Pitching Citizen Journalists
Meanwhile, PR pros have found that citizen journalists can be just as valuable as a professional journalist. Over the years, Sam Firer, a partner with the New York-based Hall Company, noted he has come to respect and work closely with bloggers in particular. “The independent blogger is so much a part of my industry – hospitality, food, restaurants – that professionally we don’t distinguish between online big business content or private blogs, as long as they impact on readers in some numbers; or as long as they have ‘criticality,’ a quality art experts use when appraising works of art: critical acclaim in the eyes of the general public, a trusted source,” he said in an email interview.
Michele Hollow, writer of a blog called Pet News and Views, is often in contact with publicists, she noted in an email interview. Rori Paul, a former Examiner.com column writer who currently pens a blog called RoriTravels Florida, said he has long sought and accepted contact with PR pros, developing close relationships with PR and marketing professionals through the years. Over at The Rapidian, community members and PR professionals are encouraged to pitch their citizen journalists, noted Change. The site hosts a story bank for people who want to submit article ideas.
According to Andrew Graham, founder of New York’s Andrew Graham Media Strategy, the increased status of nonprofessional news gatherers is one of the most important developments the industry has seen in decades. Although Graham doesn’t pitch citizen journalists directly, he often tries to break news online at sites citizen journalists regularly read and link to, he said. “What I’m seeing is a powerful trickle-down effect, where citizen journalists are immediately sharing and blogging about the stories I shape with traditional media.

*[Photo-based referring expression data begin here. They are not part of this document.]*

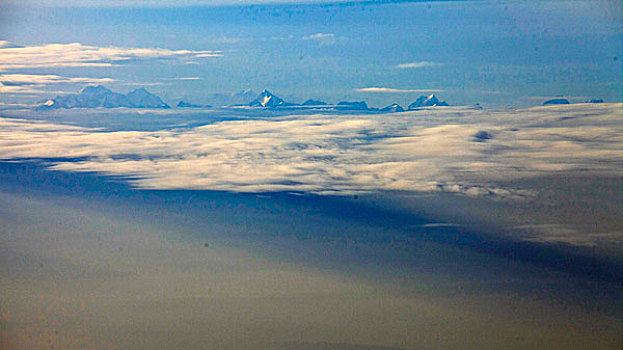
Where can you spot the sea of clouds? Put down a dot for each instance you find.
(456, 149)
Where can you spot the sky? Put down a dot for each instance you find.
(499, 54)
(469, 226)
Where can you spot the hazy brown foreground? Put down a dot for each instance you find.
(86, 272)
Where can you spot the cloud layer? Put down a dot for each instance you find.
(428, 150)
(78, 55)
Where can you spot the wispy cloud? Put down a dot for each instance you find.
(34, 79)
(420, 64)
(392, 90)
(78, 55)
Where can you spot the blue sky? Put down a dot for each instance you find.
(495, 53)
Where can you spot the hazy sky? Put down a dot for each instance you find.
(498, 53)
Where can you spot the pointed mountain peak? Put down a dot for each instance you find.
(266, 99)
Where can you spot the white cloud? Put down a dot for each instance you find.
(428, 150)
(78, 55)
(392, 90)
(420, 64)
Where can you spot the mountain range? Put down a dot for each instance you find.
(99, 96)
(94, 96)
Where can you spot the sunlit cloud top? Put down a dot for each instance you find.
(454, 149)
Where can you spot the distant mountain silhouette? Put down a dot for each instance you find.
(267, 99)
(427, 101)
(99, 96)
(392, 108)
(184, 104)
(556, 101)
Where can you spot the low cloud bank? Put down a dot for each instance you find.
(427, 150)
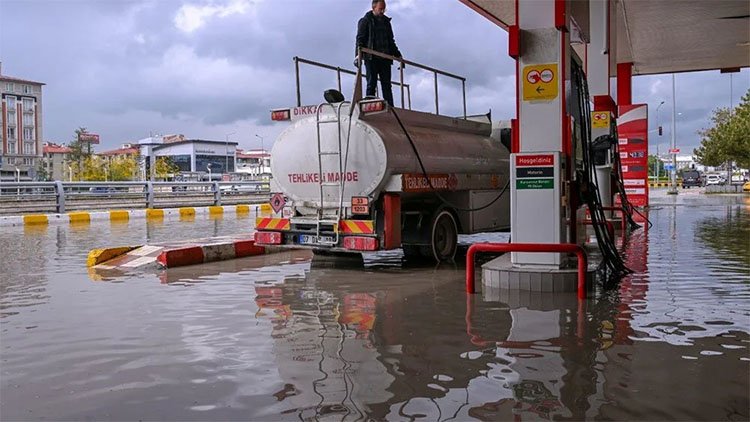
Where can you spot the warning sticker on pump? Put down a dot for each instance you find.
(540, 82)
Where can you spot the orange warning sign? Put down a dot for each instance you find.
(540, 82)
(600, 119)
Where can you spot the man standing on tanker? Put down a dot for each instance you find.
(374, 31)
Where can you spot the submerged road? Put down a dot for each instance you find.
(285, 337)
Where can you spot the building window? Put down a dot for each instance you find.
(28, 134)
(182, 162)
(218, 163)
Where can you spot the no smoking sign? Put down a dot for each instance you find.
(600, 119)
(540, 82)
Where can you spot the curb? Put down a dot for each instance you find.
(98, 256)
(192, 255)
(86, 217)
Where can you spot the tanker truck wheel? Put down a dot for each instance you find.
(444, 237)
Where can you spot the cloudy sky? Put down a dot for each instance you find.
(214, 69)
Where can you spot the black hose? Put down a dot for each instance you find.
(610, 255)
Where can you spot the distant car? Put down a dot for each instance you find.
(99, 190)
(691, 178)
(713, 179)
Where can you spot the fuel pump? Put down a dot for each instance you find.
(595, 161)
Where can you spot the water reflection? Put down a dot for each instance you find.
(728, 236)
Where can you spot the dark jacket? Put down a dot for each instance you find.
(376, 37)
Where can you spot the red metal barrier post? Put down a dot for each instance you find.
(528, 247)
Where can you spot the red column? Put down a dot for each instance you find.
(624, 83)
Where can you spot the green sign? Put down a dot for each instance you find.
(535, 184)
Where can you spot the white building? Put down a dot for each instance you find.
(256, 163)
(21, 123)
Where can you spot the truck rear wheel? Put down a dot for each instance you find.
(444, 236)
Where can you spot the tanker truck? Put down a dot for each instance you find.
(352, 177)
(369, 177)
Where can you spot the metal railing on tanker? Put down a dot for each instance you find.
(17, 198)
(435, 73)
(404, 87)
(339, 71)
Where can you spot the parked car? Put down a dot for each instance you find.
(101, 190)
(691, 178)
(713, 179)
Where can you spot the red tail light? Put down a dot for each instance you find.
(361, 243)
(268, 238)
(360, 205)
(281, 115)
(369, 107)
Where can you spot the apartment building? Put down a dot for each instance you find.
(21, 122)
(55, 162)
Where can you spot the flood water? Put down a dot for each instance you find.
(275, 337)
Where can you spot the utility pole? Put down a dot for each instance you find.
(226, 152)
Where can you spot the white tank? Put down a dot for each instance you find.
(377, 150)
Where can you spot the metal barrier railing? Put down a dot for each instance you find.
(339, 71)
(59, 197)
(403, 61)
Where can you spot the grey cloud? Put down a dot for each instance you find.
(103, 60)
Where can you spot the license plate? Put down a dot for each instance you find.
(309, 239)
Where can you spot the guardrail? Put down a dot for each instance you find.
(59, 197)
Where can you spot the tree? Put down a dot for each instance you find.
(79, 152)
(165, 167)
(123, 168)
(41, 172)
(728, 139)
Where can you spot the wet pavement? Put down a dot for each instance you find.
(276, 337)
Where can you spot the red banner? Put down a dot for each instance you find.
(632, 129)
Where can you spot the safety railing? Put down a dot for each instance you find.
(339, 71)
(26, 197)
(434, 71)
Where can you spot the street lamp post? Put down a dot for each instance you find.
(262, 159)
(658, 141)
(226, 152)
(673, 179)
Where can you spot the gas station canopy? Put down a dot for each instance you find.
(662, 36)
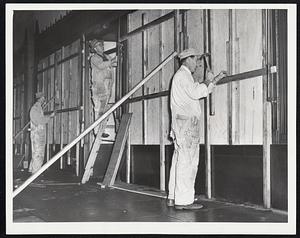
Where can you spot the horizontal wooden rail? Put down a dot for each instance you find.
(149, 25)
(241, 76)
(91, 127)
(59, 62)
(148, 96)
(70, 109)
(231, 78)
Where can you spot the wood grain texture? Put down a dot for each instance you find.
(219, 36)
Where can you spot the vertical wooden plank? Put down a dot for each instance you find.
(234, 85)
(207, 116)
(219, 39)
(135, 20)
(47, 95)
(144, 72)
(87, 103)
(62, 102)
(129, 86)
(161, 117)
(168, 72)
(176, 36)
(153, 86)
(230, 71)
(267, 128)
(78, 103)
(54, 101)
(59, 99)
(249, 57)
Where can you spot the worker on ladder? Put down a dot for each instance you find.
(38, 123)
(101, 78)
(185, 129)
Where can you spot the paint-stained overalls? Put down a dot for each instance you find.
(38, 136)
(101, 83)
(186, 111)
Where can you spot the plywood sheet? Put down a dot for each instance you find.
(195, 29)
(251, 102)
(135, 76)
(219, 35)
(58, 116)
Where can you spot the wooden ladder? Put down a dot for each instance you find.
(116, 153)
(94, 152)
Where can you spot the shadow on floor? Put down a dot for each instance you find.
(56, 201)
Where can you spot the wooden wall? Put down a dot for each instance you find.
(150, 122)
(236, 46)
(59, 76)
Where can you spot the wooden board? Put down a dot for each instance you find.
(139, 189)
(219, 35)
(117, 152)
(251, 102)
(93, 152)
(135, 49)
(58, 116)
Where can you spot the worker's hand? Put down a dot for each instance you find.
(221, 75)
(114, 62)
(210, 75)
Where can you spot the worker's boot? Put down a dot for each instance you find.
(193, 206)
(170, 202)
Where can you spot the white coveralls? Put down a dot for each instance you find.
(38, 136)
(102, 83)
(186, 110)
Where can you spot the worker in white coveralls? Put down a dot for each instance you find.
(101, 78)
(186, 110)
(38, 123)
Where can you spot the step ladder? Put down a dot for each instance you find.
(117, 149)
(94, 152)
(117, 152)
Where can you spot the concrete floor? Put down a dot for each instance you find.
(50, 201)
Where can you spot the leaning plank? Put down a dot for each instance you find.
(91, 127)
(94, 152)
(133, 188)
(117, 152)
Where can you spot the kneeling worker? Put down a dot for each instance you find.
(186, 111)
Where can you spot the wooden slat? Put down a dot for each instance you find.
(149, 25)
(117, 151)
(207, 124)
(94, 152)
(161, 117)
(267, 128)
(144, 190)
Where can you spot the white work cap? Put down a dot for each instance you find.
(188, 52)
(39, 95)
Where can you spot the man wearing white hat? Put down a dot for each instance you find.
(186, 111)
(101, 78)
(38, 123)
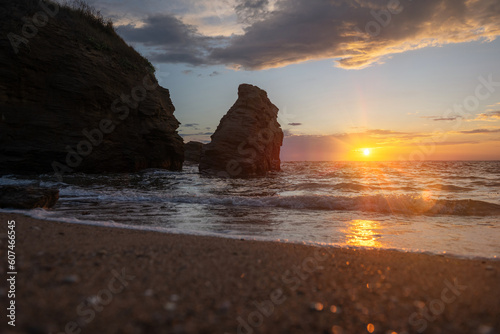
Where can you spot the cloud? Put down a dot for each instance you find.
(476, 131)
(251, 11)
(360, 33)
(492, 115)
(190, 125)
(441, 119)
(356, 33)
(171, 40)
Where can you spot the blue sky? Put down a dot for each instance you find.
(389, 90)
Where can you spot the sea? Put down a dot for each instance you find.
(450, 208)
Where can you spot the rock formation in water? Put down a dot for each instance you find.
(74, 97)
(248, 139)
(21, 197)
(192, 151)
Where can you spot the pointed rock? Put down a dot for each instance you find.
(248, 139)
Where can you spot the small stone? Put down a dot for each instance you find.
(316, 307)
(70, 279)
(170, 306)
(337, 330)
(485, 329)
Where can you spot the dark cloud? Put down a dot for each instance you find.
(355, 33)
(475, 131)
(360, 32)
(172, 40)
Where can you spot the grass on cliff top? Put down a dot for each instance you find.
(87, 25)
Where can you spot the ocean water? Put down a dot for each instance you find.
(433, 207)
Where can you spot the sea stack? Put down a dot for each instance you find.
(76, 98)
(248, 139)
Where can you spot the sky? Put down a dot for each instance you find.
(354, 80)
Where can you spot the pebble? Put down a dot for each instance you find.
(316, 307)
(337, 330)
(170, 306)
(484, 329)
(70, 279)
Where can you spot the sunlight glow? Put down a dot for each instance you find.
(363, 233)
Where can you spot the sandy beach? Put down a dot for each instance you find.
(86, 279)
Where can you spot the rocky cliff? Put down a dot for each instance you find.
(74, 97)
(248, 139)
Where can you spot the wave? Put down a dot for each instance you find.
(392, 204)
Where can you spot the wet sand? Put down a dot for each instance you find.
(86, 279)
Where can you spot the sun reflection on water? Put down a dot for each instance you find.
(363, 233)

This definitely changes how I approach media relations because the citizen journalists really do shape opinions,” he said in an email interview.
The Import of Citizen Journalism in the Media
Be it a blogger, tweeter or community member with a hankering to write and a camera, citizen journalism is increasingly evolving so that nonprofessional journalists are finding a relevant role within the industry. Like Graham, Dwayne Waite Jr., principal of The Charlotte Agency in North Carolina, emphasized the importance citizen journalism plays in the scheme of things. “Citizen journalists are important, in these days,” he said in an email interview. “It is important for us to find those opinion influencers, whether it’s the New York Times, or a bunch of college kids that review items online. If my client’s audiences look at that site, it’s my responsibility to make sure my client has a presence.”